The youth organization is offering to pay $3.325 million for the 8.1-acre parcel, which includes the 51-year-old main building and two portable buildings.
All the buildings would likely be torn down and replaced with a new YMCA, which will replace the organization’s nearly 100-year-old facility in downtown Everett.
YMCA CEO Scott Washburn said that if the deal closed, construction of a new facility would likely be three or four years away.
The YMCA estimates a new building will cost at least $25 million to build.
The nonprofit is in the middle of a capital campaign, with about $3 million raised so far from a small number of donors. It plans to raise about $10.5 million and fund the remainder of the building with loans and some existing assets.
The full purchase price for the Colby building will be due when the deal closes, which could take several months.
But the YMCA’s cash position is strong, with $9.3 million on the books at the end of 2014.
“We can write that check,” Washburn said.
The district decided to sell the Colby building and also its historic Longfellow building last year. In January, the district issued a request for letters of interest.
The district estimated the Colby building and its lot are worth between $2.2 million and $3.9 million.
There were six offers for Colby, ranging from $1.1 million to $3 million.
The Longfellow building only drew one offer, which was not considered to be viable.
Aside from the YMCA, which made the top offer, other offers came from developers seeking to subdivide the lot and build single-family residential housing, in one case for seniors only.
Everett Public Schools Superintendent Gary Cohn said the price was the primary factor in selecting the YMCA, although they did want to sell to something that would benefit the community.
“We were hoping that whatever came to us in this process would be something that would be of value and make neighbors happy,” he said.
The YMCA’s initial $3 million offer included a clause to consider a price up to 5 percent above the highest qualified competing final offer.

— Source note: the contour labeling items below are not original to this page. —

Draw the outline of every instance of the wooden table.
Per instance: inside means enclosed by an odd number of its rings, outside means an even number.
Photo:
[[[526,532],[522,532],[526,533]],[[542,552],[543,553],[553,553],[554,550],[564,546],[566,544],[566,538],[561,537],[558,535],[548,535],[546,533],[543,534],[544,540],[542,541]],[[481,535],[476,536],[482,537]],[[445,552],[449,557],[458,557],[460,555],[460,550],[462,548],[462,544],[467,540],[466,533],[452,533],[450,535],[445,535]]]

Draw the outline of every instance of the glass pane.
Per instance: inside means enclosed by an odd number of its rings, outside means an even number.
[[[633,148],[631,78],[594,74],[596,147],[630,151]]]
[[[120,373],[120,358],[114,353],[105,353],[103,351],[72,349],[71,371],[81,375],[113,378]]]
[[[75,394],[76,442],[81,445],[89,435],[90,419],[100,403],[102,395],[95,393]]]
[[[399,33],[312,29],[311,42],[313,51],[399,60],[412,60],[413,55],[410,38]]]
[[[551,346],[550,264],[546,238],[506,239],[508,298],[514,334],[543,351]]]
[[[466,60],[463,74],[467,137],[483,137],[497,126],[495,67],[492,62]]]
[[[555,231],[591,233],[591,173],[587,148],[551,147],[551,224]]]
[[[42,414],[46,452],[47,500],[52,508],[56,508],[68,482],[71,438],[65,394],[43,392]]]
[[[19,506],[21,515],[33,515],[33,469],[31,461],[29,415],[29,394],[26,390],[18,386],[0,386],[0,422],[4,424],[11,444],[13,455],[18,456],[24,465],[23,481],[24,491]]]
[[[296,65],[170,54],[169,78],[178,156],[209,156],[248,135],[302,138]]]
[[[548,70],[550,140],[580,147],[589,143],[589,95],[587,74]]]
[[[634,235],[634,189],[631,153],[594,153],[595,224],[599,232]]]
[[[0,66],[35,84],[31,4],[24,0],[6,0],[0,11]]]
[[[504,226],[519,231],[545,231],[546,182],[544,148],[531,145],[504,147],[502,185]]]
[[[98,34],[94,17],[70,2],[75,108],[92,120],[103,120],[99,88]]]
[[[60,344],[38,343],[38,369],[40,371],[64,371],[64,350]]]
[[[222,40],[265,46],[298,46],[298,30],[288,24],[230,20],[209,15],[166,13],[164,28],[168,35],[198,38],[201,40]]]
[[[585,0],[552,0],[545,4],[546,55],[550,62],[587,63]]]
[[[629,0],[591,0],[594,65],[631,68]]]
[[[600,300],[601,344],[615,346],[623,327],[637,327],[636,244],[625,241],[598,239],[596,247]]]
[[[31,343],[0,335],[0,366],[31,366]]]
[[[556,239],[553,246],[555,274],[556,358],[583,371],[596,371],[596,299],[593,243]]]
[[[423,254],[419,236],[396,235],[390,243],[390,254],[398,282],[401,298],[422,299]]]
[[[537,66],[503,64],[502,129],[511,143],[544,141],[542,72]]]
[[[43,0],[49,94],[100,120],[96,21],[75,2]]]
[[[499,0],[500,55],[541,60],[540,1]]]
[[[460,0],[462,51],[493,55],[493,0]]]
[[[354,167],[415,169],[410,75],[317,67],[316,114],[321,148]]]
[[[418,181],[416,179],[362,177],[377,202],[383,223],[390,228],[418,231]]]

“It was that big of a priority for us,” Washburn said.
The district made counteroffers to the YMCA and Natural 9 Holdings LLC, a Lake Stevens-based developer that made the second-highest bid of $2.95 million. Natural 9 agreed to $3.3 million and the YMCA agreed to the final purchase price of $3.32 million.
The Everett School Board will be asked at its May 26 meeting to approve the negotiation of the purchase and sale agreement.
It will likely take several months to close the deal.
The YMCA’s aging downtown facility has 3,600 members, the smallest number of any YMCA in Snohomish County. Moving to the Colby building could increase the membership by about 15 percent, just by being closer to the geographic center of the city, Washburn said.
Because the old YMCA has no elevator, about 30 percent to 40 percent of the 100,000-square-foot facility is only used for storage.
The new YMCA would include an aquatic center, a youth and teen center for after-school and weekend programs, a gymnasium, a drop-in center for infants and children up to age 10, community rooms and fitness studios.
It might have smaller square footage, but it would be more accessible and the large lot will allow potential future expansion.
Plus, it’ll be new.
“It’s going to be more energy-efficient, we won’t have the same repair issues, it’ll be a smarter investment of our resource dollars,” Washburn said.
Throughout the process of negotiating and selling the building, School Board member Ted Wenta has recused himself from all discussions and decisions because he works as the vice president of operations for the YMCA.
Cohn, who also sits on the board of trustees for YMCA, took an extended leave of absence from that board while the sale process developed.
“I haven’t attended a board meeting for a year or so,” Cohn said.